Real Estate Industry News

The last decade saw massive changes to the retail landscape; Instagram helped thousands of new brands to emerge, direct to consumer offerings like Everlane and Away removed the need for retailers in the supply chain entirely, fast fashion brands such as Boohoo utilized the internet to quickly test and learn which lines would be successful before buying large volumes of stock and… Amazon swept away all that was before it by launching new category after new category and signing up over 100m Americans to Amazon Prime – locking them into long term loyalty in the process. 

With all of this change, there were casualties with a number of well-loved and long-established brands disappearing due to their failure to adapt to the new retail environment they found themselves in and the challenges this presented to their outdated business models. 

These brand closures resulted in thousands of bricks and mortar store closures and tens of thousands of job losses. The following are some of the biggest retail businesses lost in the last decade. 

Toys R Us: The leading toy store struggled to compete for years with the influx of cheaper prices available online compounded by a lack of investment in stores due to multiple leveraged buyouts. The company closed its doors in April 2018 after filing for bankruptcy protection in September 2017.  The stores still trade in China after previously being bought by a partner there.

Borders: At one point the bookstore chain had over 1,000 stores but the rise of e-readers like the  Amazon Kindle killed off this chain and in 2011 it filed for bankruptcy protection before closing its remaining 399 stores. In recent years there has been a slight recovery in book sales and stores with people returning to choosing physical books.  

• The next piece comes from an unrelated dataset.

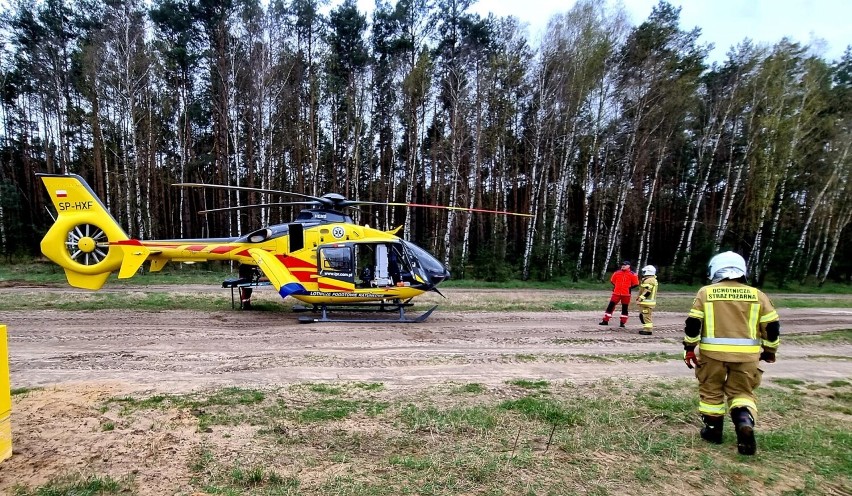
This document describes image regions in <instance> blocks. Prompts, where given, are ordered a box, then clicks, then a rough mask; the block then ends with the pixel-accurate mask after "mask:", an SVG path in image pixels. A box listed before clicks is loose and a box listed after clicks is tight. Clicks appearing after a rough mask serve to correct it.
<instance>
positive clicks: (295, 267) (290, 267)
mask: <svg viewBox="0 0 852 496" xmlns="http://www.w3.org/2000/svg"><path fill="white" fill-rule="evenodd" d="M276 257H277V258H278V261H280V262H281V263H283V264H284V265H286V266H287V268H288V269H297V268H298V269H315V268H316V264H314V263H311V262H308V261H306V260H302V259H301V258H296V257H293V256H290V255H276Z"/></svg>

Blockbuster: The death of Blockbuster was a protracted one and lasted the full decade, in 2010 the company filed for bankruptcy and was purchased by Dish Network in 2011 – enabling  1,700 stores to remain open. By the end of 2014 though this was no longer sustainable due to the rise of streaming and the success of Netflix and at this time all corporate stores were closed. Two locations remained open in remote Alaskan locations and one in Australia till 2018 and 2019 respectively and there is one store still remaining, a franchise in Bend Oregon.  

BHS: After 88 years of retail history, 163 stores were lost in June 2016 after a two-month-long struggle to save the retailer failed. The company collapsed with £1.3bn in debts, of which £571m was owed to its pension fund. The success of high street rival Primark on the British high street was blamed along with a lack of investment from former owner Arcadia. The chain was sold to a group headed by Dominic Chappell in March 2015 for £1 but went bankrupt little over a year later and Mr Chappell himself has now been banned from being a company director in the UK for 10 years for his role in the collapse. 

Poundworld: Founded in 1990 Poundworld was one of the first £1 retailers in the UK but by 2018 it faced stiff competition from the likes of Poundland and Poundstretcher. The company closed its 335 stores resulting in 5,100 job losses in August 2018, partly blaming the fall in the value of the pound after the 2016 Brexit referendum.   

American Apparel:  Okay, so American Apparel still actually exists but does so without any stores and with an entirely new corporate structure. The company made famous for its American made basics, and sexually explicit advertising went bankrupt in 2017 after a previous recapitalization in 2016 hadn’t produced the required turnaround following six years of losses. The company that started life in Montreal back in1989 now operates entirely online and now markets itself as “Ethically Made-Sweatshop Free”. 

Nasty Gal – Again the brand lives on but not as we know it! In 2012 Nasty Gal was named ‘Fastest Growing Retailer’ by INC Magazine but in 2016 the company filed for bankruptcy and was purchased by the Boohoo group to operate under its umbrella of fast fashion brands. The company had found success and raised $40m on the back of its founder, Sophia Amoruso, selling vintage pieces of clothing on eBay that she sourced from stores in San Francisco. 

Retail changed fundamentally in the 2010s – from what consumers expect from brands, how they interact with them but also the brands that they interact with. any of these companies would still be going strong into the 2020s had they chosen strategies to respond to the rapidly changing consumer behaviors and environment they found themselves in.